A lesbian couple has been identified as the pair of young women found tortured, shot, and dismembered outside a Mexican border city that has for decades been plagued by violence from drug and human-trafficking cartels, as well as gender-based violence targeting women.
The bodies of Yulizsa Ramírez and Nohemí Medina Martínez, both 28, were discovered on Jan. 16, severed and wrapped inside garbage bags, at two separate points, along a 17-mile stretch of the Juárez-Porvenir highway in a mostly-rural area outside Ciudad Juárez, in the Mexican state of Chihuahua, according to the Spanish-language newspaper El Diario.
The women, who leave behind three children, were married last July and were living in Ciudad Juárez, just over the border from El Paso, Texas, where Ramírez — also identified by the Chihuahua Attorney General’s Office as Tania Montes Hernández — claimed to live on her Facebook page. The couple frequently traveled between the two cities, and were last seen Saturday after visiting relatives on the Mexican side of the border.
On January 6, just 10 days before their deaths, Martínez had published a text, imposed over the image of an eerie-looking clown smoking a cigarette, to Ramírez’s Facebook wall, reading: “It seems unbelievable, but every time we are happy, something happens that ruins everything.”
The couple’s murder comes amid a new wave of violence in which more than a dozen women and more than 50 men have been killed in Ciudad Juárez so far this year. In fact, just two days after the discovery of Ramírez and Martínez’s remains, two other women were found in plastic bags that were discarded by the roadside in the southeastern part of the city, according to La Verdad. One woman was dead, and the other barely clinging to life. She later died of her injuries. Both had been tortured and shot.

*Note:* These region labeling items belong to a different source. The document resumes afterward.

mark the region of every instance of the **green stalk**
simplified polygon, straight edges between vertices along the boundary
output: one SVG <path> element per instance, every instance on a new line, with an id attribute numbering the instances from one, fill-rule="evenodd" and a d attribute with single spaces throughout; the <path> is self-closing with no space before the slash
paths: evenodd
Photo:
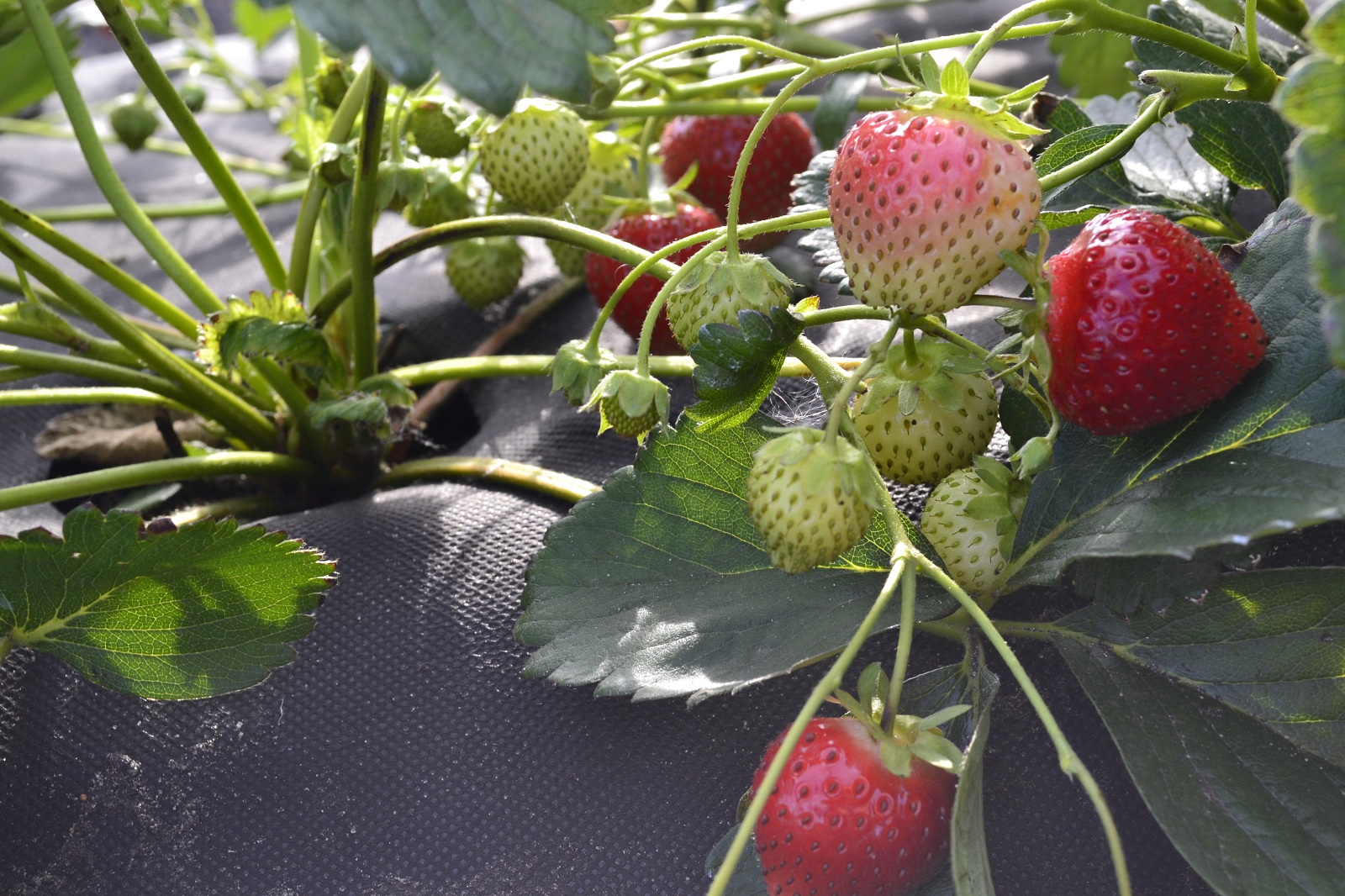
<path id="1" fill-rule="evenodd" d="M 826 221 L 829 221 L 829 217 L 824 209 L 818 211 L 800 211 L 799 214 L 795 215 L 781 215 L 779 218 L 767 218 L 764 221 L 756 221 L 751 225 L 744 226 L 742 233 L 745 233 L 748 237 L 755 237 L 759 233 L 767 233 L 772 230 L 795 230 L 800 227 L 811 227 L 815 223 L 823 223 Z M 668 245 L 650 254 L 650 257 L 647 257 L 640 264 L 631 268 L 629 273 L 627 273 L 625 277 L 621 278 L 621 283 L 619 283 L 616 285 L 616 289 L 612 291 L 612 295 L 608 296 L 607 303 L 603 304 L 603 309 L 597 312 L 597 320 L 593 322 L 593 327 L 589 330 L 589 348 L 594 350 L 597 348 L 597 340 L 599 336 L 603 334 L 603 327 L 607 326 L 608 318 L 611 318 L 612 312 L 616 311 L 616 305 L 621 301 L 621 296 L 624 296 L 627 291 L 635 285 L 636 280 L 648 273 L 651 268 L 654 268 L 664 258 L 675 256 L 683 249 L 699 245 L 706 241 L 713 242 L 716 249 L 724 246 L 725 242 L 728 241 L 728 229 L 714 227 L 712 230 L 702 230 L 701 233 L 694 233 L 689 237 L 682 237 L 681 239 L 675 239 L 674 242 L 670 242 Z M 663 278 L 667 280 L 667 277 Z M 884 318 L 886 318 L 886 315 L 884 315 Z"/>
<path id="2" fill-rule="evenodd" d="M 199 413 L 218 420 L 253 445 L 274 443 L 276 428 L 256 408 L 206 377 L 191 362 L 145 335 L 95 295 L 4 230 L 0 230 L 0 253 L 74 305 L 85 319 L 130 350 L 147 367 L 175 382 L 188 398 L 187 404 Z"/>
<path id="3" fill-rule="evenodd" d="M 3 494 L 3 492 L 0 492 Z M 831 669 L 827 674 L 822 677 L 814 687 L 812 693 L 808 694 L 808 700 L 804 701 L 803 709 L 795 716 L 794 722 L 784 732 L 784 737 L 780 739 L 780 745 L 776 749 L 775 757 L 765 770 L 765 775 L 761 776 L 761 783 L 757 786 L 756 792 L 752 795 L 752 802 L 748 803 L 746 811 L 742 814 L 742 821 L 738 825 L 738 833 L 733 835 L 733 842 L 729 844 L 729 852 L 724 856 L 724 864 L 720 865 L 718 873 L 716 873 L 714 880 L 710 883 L 710 889 L 706 891 L 706 896 L 724 896 L 728 891 L 729 880 L 733 879 L 733 872 L 738 866 L 738 860 L 742 857 L 742 850 L 748 845 L 748 838 L 752 837 L 752 830 L 756 827 L 757 819 L 761 817 L 761 811 L 765 809 L 765 800 L 771 798 L 771 791 L 775 790 L 776 783 L 780 780 L 780 775 L 784 774 L 784 767 L 788 764 L 790 757 L 794 755 L 794 748 L 798 747 L 799 739 L 803 737 L 803 729 L 808 726 L 812 717 L 816 714 L 822 704 L 826 702 L 827 697 L 841 686 L 845 678 L 846 670 L 850 663 L 854 662 L 855 654 L 863 647 L 863 642 L 869 639 L 869 632 L 873 631 L 874 624 L 878 622 L 878 616 L 886 608 L 888 601 L 892 599 L 892 593 L 897 589 L 897 583 L 905 574 L 907 565 L 911 561 L 907 557 L 898 560 L 893 566 L 892 572 L 888 573 L 886 581 L 882 583 L 882 591 L 878 592 L 877 599 L 873 601 L 873 607 L 869 608 L 868 615 L 865 615 L 863 622 L 855 630 L 854 635 L 850 636 L 850 642 L 837 657 L 837 661 L 831 663 Z"/>
<path id="4" fill-rule="evenodd" d="M 629 73 L 635 71 L 640 66 L 647 66 L 651 62 L 658 62 L 664 57 L 675 57 L 681 52 L 690 52 L 691 50 L 699 50 L 701 47 L 746 47 L 748 50 L 756 50 L 763 57 L 773 57 L 776 59 L 787 59 L 800 66 L 812 65 L 814 59 L 806 57 L 800 52 L 791 52 L 783 50 L 765 40 L 757 40 L 756 38 L 744 38 L 732 34 L 716 34 L 707 38 L 694 38 L 691 40 L 683 40 L 668 47 L 662 47 L 654 50 L 652 52 L 646 52 L 643 57 L 635 57 L 629 62 L 624 63 L 616 70 L 617 77 L 624 78 Z"/>
<path id="5" fill-rule="evenodd" d="M 293 202 L 304 195 L 304 183 L 303 180 L 296 180 L 282 183 L 278 187 L 249 190 L 247 198 L 258 209 L 282 202 Z M 147 202 L 140 206 L 140 211 L 145 218 L 151 219 L 208 218 L 211 215 L 229 214 L 229 206 L 225 204 L 223 199 L 191 199 L 188 202 Z M 48 209 L 34 209 L 32 214 L 48 223 L 65 221 L 117 221 L 121 218 L 121 213 L 110 204 L 52 206 Z"/>
<path id="6" fill-rule="evenodd" d="M 952 595 L 959 604 L 962 604 L 963 612 L 966 612 L 981 628 L 986 640 L 995 648 L 999 658 L 1003 661 L 1005 666 L 1009 667 L 1010 674 L 1018 686 L 1022 687 L 1024 694 L 1028 697 L 1028 702 L 1037 712 L 1037 718 L 1041 720 L 1042 728 L 1046 729 L 1046 735 L 1050 737 L 1050 743 L 1056 747 L 1056 753 L 1060 756 L 1060 770 L 1072 778 L 1077 778 L 1080 786 L 1088 794 L 1088 799 L 1093 805 L 1093 811 L 1098 813 L 1098 818 L 1102 821 L 1103 831 L 1107 835 L 1107 849 L 1111 853 L 1112 870 L 1116 874 L 1116 889 L 1122 896 L 1130 896 L 1130 869 L 1126 868 L 1126 854 L 1120 845 L 1120 834 L 1116 830 L 1116 822 L 1111 815 L 1111 809 L 1107 806 L 1107 798 L 1103 796 L 1102 788 L 1098 787 L 1098 782 L 1093 780 L 1092 774 L 1084 766 L 1084 761 L 1079 759 L 1069 741 L 1065 739 L 1064 732 L 1060 731 L 1060 725 L 1056 722 L 1056 717 L 1052 714 L 1050 708 L 1046 706 L 1046 701 L 1041 698 L 1041 693 L 1037 692 L 1037 686 L 1032 683 L 1028 673 L 1024 670 L 1022 663 L 1018 662 L 1018 657 L 1014 655 L 1013 648 L 1009 642 L 1003 639 L 1003 635 L 995 628 L 995 623 L 986 615 L 986 611 L 971 597 L 962 585 L 955 583 L 948 573 L 942 570 L 937 564 L 932 562 L 924 554 L 912 549 L 912 556 L 920 565 L 920 572 L 925 576 L 933 578 L 939 585 L 943 587 L 950 595 Z"/>
<path id="7" fill-rule="evenodd" d="M 332 116 L 331 126 L 327 129 L 327 143 L 344 143 L 350 140 L 351 128 L 369 96 L 369 81 L 374 67 L 364 66 L 355 75 L 350 89 Z M 304 82 L 308 83 L 307 81 Z M 308 87 L 304 87 L 308 90 Z M 327 195 L 327 184 L 313 171 L 308 176 L 308 187 L 304 190 L 304 203 L 299 207 L 299 221 L 295 222 L 295 245 L 289 253 L 289 289 L 300 301 L 308 285 L 308 264 L 313 253 L 313 234 L 317 233 L 317 223 L 321 219 L 323 199 Z"/>
<path id="8" fill-rule="evenodd" d="M 905 557 L 905 545 L 897 542 L 897 550 Z M 888 733 L 897 731 L 897 712 L 901 706 L 901 687 L 907 681 L 907 666 L 911 662 L 911 642 L 916 631 L 916 568 L 907 564 L 901 576 L 901 626 L 897 628 L 897 657 L 892 661 L 892 678 L 888 683 L 888 702 L 884 718 Z"/>
<path id="9" fill-rule="evenodd" d="M 102 361 L 109 365 L 118 365 L 121 367 L 130 369 L 139 369 L 141 366 L 140 358 L 128 351 L 124 346 L 110 339 L 100 339 L 98 336 L 85 332 L 73 324 L 67 323 L 67 326 L 70 327 L 69 335 L 59 334 L 43 327 L 42 324 L 28 323 L 20 318 L 9 318 L 4 313 L 4 307 L 0 307 L 0 332 L 7 332 L 11 336 L 27 336 L 28 339 L 38 339 L 40 342 L 65 346 L 78 355 L 93 358 L 94 361 Z"/>
<path id="10" fill-rule="evenodd" d="M 393 488 L 416 482 L 417 479 L 457 478 L 483 479 L 504 486 L 518 486 L 570 503 L 601 491 L 601 486 L 555 472 L 554 470 L 546 470 L 545 467 L 521 464 L 499 457 L 453 456 L 426 457 L 425 460 L 412 460 L 394 467 L 390 472 L 379 478 L 377 487 Z"/>
<path id="11" fill-rule="evenodd" d="M 87 377 L 89 379 L 101 379 L 114 386 L 153 391 L 184 404 L 182 390 L 168 379 L 139 370 L 129 370 L 120 365 L 109 365 L 105 361 L 91 361 L 74 355 L 58 355 L 50 351 L 0 344 L 0 365 L 13 365 L 15 367 L 40 373 L 67 373 L 77 377 Z M 8 369 L 4 373 L 8 373 Z"/>
<path id="12" fill-rule="evenodd" d="M 572 246 L 578 246 L 588 252 L 597 252 L 632 266 L 638 265 L 650 254 L 643 249 L 632 246 L 621 239 L 616 239 L 615 237 L 609 237 L 605 233 L 589 230 L 588 227 L 581 227 L 566 221 L 553 221 L 551 218 L 537 218 L 531 215 L 484 215 L 480 218 L 465 218 L 463 221 L 451 221 L 448 223 L 434 225 L 433 227 L 417 230 L 404 239 L 398 239 L 373 257 L 373 274 L 379 274 L 398 261 L 410 258 L 420 252 L 440 246 L 445 242 L 467 239 L 469 237 L 499 235 L 542 237 L 545 239 L 555 239 Z M 354 268 L 354 261 L 351 262 L 351 268 Z M 656 265 L 652 269 L 652 273 L 659 277 L 671 277 L 675 269 L 677 268 L 672 265 L 663 262 L 662 265 Z M 352 277 L 354 270 L 332 283 L 327 288 L 327 292 L 323 293 L 323 297 L 313 305 L 312 313 L 319 326 L 325 323 L 340 307 L 340 304 L 351 295 L 354 283 Z"/>
<path id="13" fill-rule="evenodd" d="M 0 488 L 0 510 L 69 500 L 70 498 L 83 498 L 120 488 L 139 488 L 210 476 L 276 476 L 319 480 L 321 471 L 307 460 L 269 451 L 221 451 L 200 457 L 148 460 Z"/>
<path id="14" fill-rule="evenodd" d="M 22 227 L 75 264 L 87 268 L 91 273 L 98 276 L 110 287 L 121 291 L 128 299 L 133 300 L 145 311 L 149 311 L 172 324 L 178 332 L 184 336 L 195 338 L 196 320 L 191 315 L 102 256 L 89 252 L 83 248 L 83 245 L 75 242 L 70 237 L 66 237 L 42 218 L 27 213 L 17 206 L 9 204 L 4 199 L 0 199 L 0 221 L 8 221 L 16 227 Z"/>
<path id="15" fill-rule="evenodd" d="M 47 124 L 46 121 L 9 118 L 5 116 L 0 116 L 0 133 L 23 133 L 31 137 L 55 137 L 58 140 L 74 140 L 75 136 L 74 130 Z M 98 135 L 98 140 L 104 144 L 121 143 L 116 135 Z M 145 140 L 145 145 L 140 149 L 143 152 L 163 152 L 171 156 L 191 155 L 191 148 L 186 143 L 179 140 L 164 140 L 161 137 L 149 137 Z M 284 165 L 277 161 L 262 161 L 261 159 L 239 156 L 231 152 L 221 152 L 219 160 L 235 171 L 250 171 L 253 174 L 266 175 L 268 178 L 288 178 L 293 174 L 289 170 L 289 165 Z"/>
<path id="16" fill-rule="evenodd" d="M 238 186 L 229 165 L 221 161 L 214 144 L 210 143 L 210 137 L 196 124 L 196 116 L 191 113 L 183 98 L 178 96 L 178 89 L 174 87 L 172 81 L 159 67 L 159 62 L 149 51 L 144 38 L 140 36 L 140 30 L 130 20 L 126 7 L 122 5 L 121 0 L 94 0 L 94 3 L 98 5 L 98 11 L 102 12 L 108 28 L 117 38 L 117 43 L 121 44 L 130 65 L 134 66 L 136 74 L 140 75 L 149 93 L 153 94 L 159 102 L 159 108 L 168 116 L 168 121 L 178 130 L 183 143 L 191 149 L 191 155 L 196 157 L 196 163 L 200 164 L 206 176 L 210 178 L 210 183 L 215 186 L 219 196 L 229 206 L 229 211 L 238 221 L 247 245 L 252 246 L 258 261 L 261 261 L 266 280 L 270 281 L 270 288 L 284 289 L 285 264 L 280 260 L 276 241 L 272 238 L 270 231 L 266 230 L 261 215 L 257 214 L 257 207 L 253 206 L 247 194 Z"/>
<path id="17" fill-rule="evenodd" d="M 0 408 L 17 408 L 27 405 L 155 405 L 157 408 L 180 408 L 171 398 L 145 391 L 144 389 L 126 389 L 117 386 L 71 386 L 47 389 L 0 389 Z"/>
<path id="18" fill-rule="evenodd" d="M 822 358 L 841 369 L 853 369 L 861 358 Z M 491 379 L 495 377 L 545 377 L 551 373 L 555 355 L 480 355 L 475 358 L 444 358 L 420 365 L 408 365 L 387 371 L 406 386 L 428 386 L 441 379 Z M 617 355 L 617 366 L 635 370 L 635 355 Z M 655 377 L 690 377 L 695 363 L 687 355 L 651 355 L 650 373 Z M 785 361 L 780 377 L 811 377 L 812 370 L 802 361 Z"/>
<path id="19" fill-rule="evenodd" d="M 1205 62 L 1212 62 L 1225 71 L 1237 74 L 1237 71 L 1247 65 L 1244 57 L 1236 52 L 1220 47 L 1217 43 L 1210 43 L 1209 40 L 1202 40 L 1196 35 L 1186 34 L 1173 28 L 1171 26 L 1165 26 L 1158 22 L 1150 22 L 1149 19 L 1130 15 L 1128 12 L 1120 12 L 1108 7 L 1102 0 L 1075 0 L 1075 5 L 1071 8 L 1073 13 L 1071 19 L 1065 22 L 1075 22 L 1080 26 L 1075 31 L 1087 31 L 1092 28 L 1102 28 L 1103 31 L 1115 31 L 1116 34 L 1130 35 L 1132 38 L 1143 38 L 1145 40 L 1153 40 L 1154 43 L 1161 43 L 1163 46 L 1171 47 L 1173 50 L 1181 50 L 1189 52 L 1193 57 L 1204 59 Z"/>
<path id="20" fill-rule="evenodd" d="M 383 155 L 383 108 L 387 77 L 375 71 L 364 98 L 364 126 L 346 234 L 350 256 L 350 301 L 355 381 L 378 371 L 378 301 L 374 295 L 374 219 L 378 217 L 378 161 Z"/>
<path id="21" fill-rule="evenodd" d="M 187 293 L 196 308 L 206 313 L 219 311 L 223 308 L 223 303 L 141 211 L 130 192 L 126 191 L 126 186 L 121 183 L 121 178 L 117 176 L 112 161 L 108 160 L 108 153 L 98 140 L 93 116 L 89 114 L 89 106 L 85 105 L 79 86 L 75 83 L 70 58 L 66 57 L 61 36 L 51 22 L 51 13 L 47 12 L 42 0 L 19 0 L 19 3 L 23 5 L 24 15 L 28 16 L 28 24 L 32 27 L 34 38 L 42 50 L 42 58 L 47 63 L 47 73 L 61 96 L 62 105 L 65 105 L 70 126 L 75 132 L 75 140 L 79 141 L 89 174 L 102 190 L 102 195 L 117 210 L 117 217 L 145 248 L 149 257 L 159 262 L 163 272 L 178 284 L 179 289 Z"/>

The two back-to-back double homicides sparked feminist activists, LGBTQ advocates, and women’s groups to lead a march from the Attorney General’s office to the Center for Women’s Justice, on Thursday, demanding that authorities take steps to curb the violence, and in particular, gender-based violence against women.
According to the El Paso Times, about 40 protesters marched, many donning pink face masks and purple handkerchiefs associated with the feminist movement in Mexico. Others carried rainbow flags and signs expressing support for LGBTQ rights. While rallying outside the attorney general’s office, the protesters called for a full investigation into the double homicides, and how the victims’ gender and sexual orientation may have played a role in their deaths.
“We are calling on society to pay attention to the awful violence that women in Juárez suffer, as there have already been a series of violent events in the city at the start of the year,” advocates from the various organizations, including Programa Compañeros, Red Mesa de Mujeres and the Marcha de las Diversidades Afectivo Sexuales, said in a statement.
Ciudad Juárez has had a decades-long reputation for violence, particularly drug-related violence carried out by cartels and street gangs, as well as public killings, and gruesome murders of women, which the Mexican government has labeled “femicides.” Nearly 1,000 women across Mexico are believed to have been killed because of their gender last year, with 180 female victims in Ciudad Juárez alone.
After news of Ramírez and Martínez’s deaths broke, the Chihuahua Committee for Sexual Diversity, an LGBTQ advocacy group, said in statements posted to Facebook and Twitter that the brutality of the women’s killings seems to indicate some level of animus, and called on authorities not only to classify the murders as a hate crime, but bring the couple’s killers to justice.
However, The Washington Post has reported that the attorney general’s office has since ruled out classifying the murders as a hate crime.
“In this case, the investigation lines are linked to the economic activity that both victims carried out and with the people they related to in that environment,” Roberto Javier Fierro Duarte, the attorney general of Chihuahua, said in a news release.
Asked whether the economic activity that the couple carried out could be related to organized crime, Oscar Martínez, a spokesperson for the attorney general’s office, told the Post that he was not authorized to give any further details because the investigation was ongoing.